The Perfect Storm
by Bud Clayman
I came out to Los Angeles again for the first time in two years with much trepidation. But isn’t that what life is all about — facing your fears??!!!
Why did I come out here to push myself beyond what most people with my OCD and Asperger’s Syndrome conditions wouldn’t do? For starters, I’m motivated to succeed in life and overcome all my fears. I’m sure there are better and nobler causes but for now this where I am.
The second reason is I love Los Angeles and have “unfinished” business here.
I had always wanted to live in Hollywood since I was a kid and be part of its celebrity and film milieu. I studied film in college and came out to the City of Angels in 1988 when I was a wee young lad of 27. My goal was to make my mark in the film world. For those of you have seen my film OC87: The Obsessive Compulsive, Major Depression, Bipolar, Asperger’s Movie, you’ll know that my first experience here was a disaster. I just didn’t have the emotional infrastructure in place to cope with this city or any other city at the time. I was getting weak therapy at the time that was not addressing my Asperger’s or OCD; so consequently, I had no friends and was extremely a-social and angry. Fast forward twenty-six years later and I have made a film: I have two gifted therapists, some nice funds in the bank, a very good support system of friends and family and an emotional toolbox that keeps growing week by week.
So, how’s it going, you ask?
My first few days in Los Angeles were both good and bad. I came here to be a presenter for the first time at the International OCD Foundation’s national convention. The presentation took place last Friday and went off very nicely — if I do say so myself. I was part of a group that discussed the relationship between therapists, psychiatrists, and OCD consumers. In other words, keeping the psychiatrist who prescribes medication on the same page with the therapist is extremely important (I had forgotten to tell my therapist about a med change and I started having all these weird satanic theories about which people in the population were working for the devil? Really far out stuff!).

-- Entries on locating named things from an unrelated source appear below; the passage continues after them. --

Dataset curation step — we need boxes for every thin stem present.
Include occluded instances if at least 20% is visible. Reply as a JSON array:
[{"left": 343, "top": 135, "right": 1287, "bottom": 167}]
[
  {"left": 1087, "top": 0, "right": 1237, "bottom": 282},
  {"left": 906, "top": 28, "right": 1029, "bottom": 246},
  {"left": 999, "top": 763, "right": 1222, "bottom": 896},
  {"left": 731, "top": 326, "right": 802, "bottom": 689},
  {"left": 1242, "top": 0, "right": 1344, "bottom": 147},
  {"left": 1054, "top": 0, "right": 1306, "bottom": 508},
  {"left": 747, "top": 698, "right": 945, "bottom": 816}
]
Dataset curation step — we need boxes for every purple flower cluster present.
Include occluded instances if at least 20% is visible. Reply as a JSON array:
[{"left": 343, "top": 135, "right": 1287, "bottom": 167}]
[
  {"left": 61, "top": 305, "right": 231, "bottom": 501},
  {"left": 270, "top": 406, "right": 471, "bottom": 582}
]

Bud Clayman, Jon Hershfield, MFT, Bruce Hershfield, MD, Stephanie Zisook, MD, Jeff Bell (KCBS Newsradio / IOCDF Spokesperson), image courtesy of Roberto Farren Photography
I then went to see my sister Debbie and her husband Larry for a fantastic lunch at Ivy’s — a really great restaurant on North Robertson Boulevard in Beverley Hills. I was socially on fire! You would never know I had Asperger’s Syndrome. I was fully engaged with my sister and her husband.
But then a big bump in the road occurred at night. I went to what is called a “virtual camping trip.” This is where all the attendees from the convention go out at night with Dr. Jonathan Grayson, the OCD maestro. Dr. Grayson and his staff do what is called Exposure Response Prevention (ERP). ERP attempts to expose you to your OCD related fears. It gets you to face your anxiety at a level you can tolerate so you become used to having the thoughts and feelings. So, for example, since I suffer from harm OCD, I had to walk through a crowd of people with a huge pen-knife as they purposely screamed at the top of their lungs to simulate being stabbed by me and the other women who were doing the exposure with me. About one hundred attendees were at the event; most formed two long lines that were about fifty people on each side of us. A year or two ago, I would have had problems holding a knife to them fearing I could kill them but I had done this type of exposure with my cognitive-behavioral-therapist in January. I literally held a knife to his neck just to expose to having violent thoughts and seeing that I can have them without acting on them.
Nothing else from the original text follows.